Green eyed, 5 foot 4 and right handed

I am a woman. That is a way I identify myself and a way I am identified by others. However, I am also green eyed, 5 foot 4 and right handed. I love cricket, prefer red wine to white, and don't like raw tomatoes. These are also categories of identity, some used more often than others.

Gender is one of the most ubiquitous categories for identity, with almost everyone strongly identifying with one camp or another, and judging or being judged according to the supposed characteristics of XX or XY. But when it comes to gender as a marker for identity I have a certain ambivalence, even a reticence towards the subject, perhaps a strange admission for someone for whom gender has been the driving topic behind my academic study for the past three years and is about to embark on a Masters in Gender. The issue is, as it always is these days, with identity.
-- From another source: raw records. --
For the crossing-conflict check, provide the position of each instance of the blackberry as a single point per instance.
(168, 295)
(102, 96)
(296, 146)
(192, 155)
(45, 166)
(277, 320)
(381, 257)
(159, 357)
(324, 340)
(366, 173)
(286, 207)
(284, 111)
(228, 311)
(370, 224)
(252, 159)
How far does one's identity as a woman or a man factor in one's ability to do anything or be anything?

My gut answer is 'it has, or should have, absolutely nothing at all to do with whether one is any good at something or not!' As a fledgling director I am already very aware of being described as a 'woman director'. I feel that the word 'woman' here is used as a qualification, and not always a good one. I have never read about a 'man director' – only 'directors' and 'women directors'. When I direct I want my ability as a theatre practitioner to be the yardstick by which I am appraised, not the fact that I don't have a penis, something which seems (if you'll forgive the turn of phrase) immaterial to me.
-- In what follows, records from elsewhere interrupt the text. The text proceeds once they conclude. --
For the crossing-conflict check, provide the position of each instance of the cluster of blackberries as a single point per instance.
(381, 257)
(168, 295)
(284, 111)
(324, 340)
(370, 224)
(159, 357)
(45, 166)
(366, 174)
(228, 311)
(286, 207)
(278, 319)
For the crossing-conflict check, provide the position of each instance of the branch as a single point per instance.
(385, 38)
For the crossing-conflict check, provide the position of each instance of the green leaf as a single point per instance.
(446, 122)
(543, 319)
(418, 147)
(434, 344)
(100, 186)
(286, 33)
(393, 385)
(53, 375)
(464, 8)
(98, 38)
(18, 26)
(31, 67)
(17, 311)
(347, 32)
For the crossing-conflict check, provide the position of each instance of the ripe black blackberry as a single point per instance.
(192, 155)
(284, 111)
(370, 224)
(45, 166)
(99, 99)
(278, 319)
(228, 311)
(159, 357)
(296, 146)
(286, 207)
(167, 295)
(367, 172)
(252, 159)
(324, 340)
Yet at the same time I would add feminist to the list of identities to which I fit, and strident feminist if I've just read Caitlin Moran's How To Be A Woman which at one point last year I was rereading every few weeks. As a feminist I recognise and wish to honour the hard-won gains made by the women before me, both in the world of theatre and elsewhere. I want women to have their equal share in the world in which we're all living, and part of that is done by women telling stories – either their own stories or giving their take on those stories previously told only by men. For example, I think that parts such as King Lear or Macbeth are greatly invigorated when put in the mouths of women, and new and exciting discoveries can be made therein.
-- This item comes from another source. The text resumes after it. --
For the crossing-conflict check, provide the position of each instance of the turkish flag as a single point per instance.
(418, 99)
However, each player, whoever they are, will (hopefully) bring new and exciting insight to these great parts, and therein lies the reticence I spoke of. On the one hand I want to play down the question of gender as I feel it only heightens division and is an unnecessary and unhelpful way of judging people. But on the other hand I think that having women play roles traditionally played by men and staging single-gender productions of plays offers really interesting possibilities for how we can understand characters and stories.

I think that I will be pulled – or will pull myself – in many directions when it comes to discussions on gender. Should gender be an issue when it comes to creating theatre? And by making it an issue does it make it more of 'An Issue' and therefore only help to reinforce division, as Michael Billingdon was accused of doing here? It is not a question I think I will ever fully reconcile, but it is certainly one I wish to engage with over and over, here and in practise.